In 1914 Salvatini joined the roster of singers at the Deutsche Oper Berlin, remaining committed there through 1923. Among the roles she sang there were Aida, Amelia in Verdi's Un ballo in maschera, Marta in Eugen d'Albert's Tiefland, Myrtocle in d'Albert's Die toten Augen, Rachel in La Juive, Santuzza in Pietro Mascagni's Cavalleria rusticana, Senta in The Flying Dutchman, Valentine, and the title roles in Georges Bizet's Carmen and Puccini's Tosca. She was committed again to the Berlin State Opera from 1924 to 1926 where she was heard in the title role of Puccini's Turandot for the work's Berlin premiere in 1926 under the baton of Bruno Walter. She then returned to the Deutsche Oper Berlin where she was active until her retirement from the stage in 1932.

Outside of Berlin, Salvatini was a guest artist at the Vienna State Opera in 1922 and in 1928. She performed at the Semperoper in Dresden in 1927 and in 1928, and made appearances at the opera house in Riga. She also performed at opera houses in the Netherlands and Belgium, including La Monnaie in Brussels.

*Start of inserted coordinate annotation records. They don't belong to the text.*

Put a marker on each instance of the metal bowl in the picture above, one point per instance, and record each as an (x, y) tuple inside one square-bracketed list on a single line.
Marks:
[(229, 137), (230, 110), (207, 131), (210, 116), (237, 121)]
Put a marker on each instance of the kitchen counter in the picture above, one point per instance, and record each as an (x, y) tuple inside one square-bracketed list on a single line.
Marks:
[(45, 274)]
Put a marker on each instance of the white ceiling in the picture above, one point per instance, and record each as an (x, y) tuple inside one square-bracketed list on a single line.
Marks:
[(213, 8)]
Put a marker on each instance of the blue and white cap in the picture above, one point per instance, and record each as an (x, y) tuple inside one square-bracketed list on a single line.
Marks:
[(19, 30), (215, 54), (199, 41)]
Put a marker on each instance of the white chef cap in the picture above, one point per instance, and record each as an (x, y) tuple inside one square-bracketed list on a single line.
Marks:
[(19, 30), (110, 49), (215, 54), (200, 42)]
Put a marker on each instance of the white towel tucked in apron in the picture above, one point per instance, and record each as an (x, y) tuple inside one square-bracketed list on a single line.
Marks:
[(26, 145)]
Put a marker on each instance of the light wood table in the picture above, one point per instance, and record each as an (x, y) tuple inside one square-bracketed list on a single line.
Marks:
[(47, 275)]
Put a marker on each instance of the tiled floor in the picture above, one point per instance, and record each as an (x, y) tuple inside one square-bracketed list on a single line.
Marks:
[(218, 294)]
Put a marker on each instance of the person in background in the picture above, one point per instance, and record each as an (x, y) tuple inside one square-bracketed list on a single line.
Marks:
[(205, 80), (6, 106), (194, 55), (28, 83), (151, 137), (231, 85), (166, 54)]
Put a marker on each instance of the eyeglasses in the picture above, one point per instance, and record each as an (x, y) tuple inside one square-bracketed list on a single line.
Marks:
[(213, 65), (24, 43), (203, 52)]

When she moved to Berlin in 1908 she married Walter Gérard, a German scientist of Huguenot extraction, with whom she had two sons: the set and costume designer and painter Rolf Gérard and Charles E. (Horst) Gérard. Recent research has disproved claims that she was the mistress of Adolphus Frederick VI, Grand Duke of Mecklenburg-Strelitz from 1908 until his suicide in 1918 and that her two sons were illegitimate children of the Grand Duke. In 1933 she married Jurgis Šaulys, the Lithuanian Ambassador to Germany. At the outbreak of World War II they moved to Lugano in the Swiss canton of Ticino, where she died in 1971 at the age of 84.

Her grandson Alexander Gérard, son of Charles E. Gérard and an architect and real estate developer, became – together with his wife, the art historian Jana Marko – the initiator of the new concert hall in Hamburg known as Elbphilharmonie.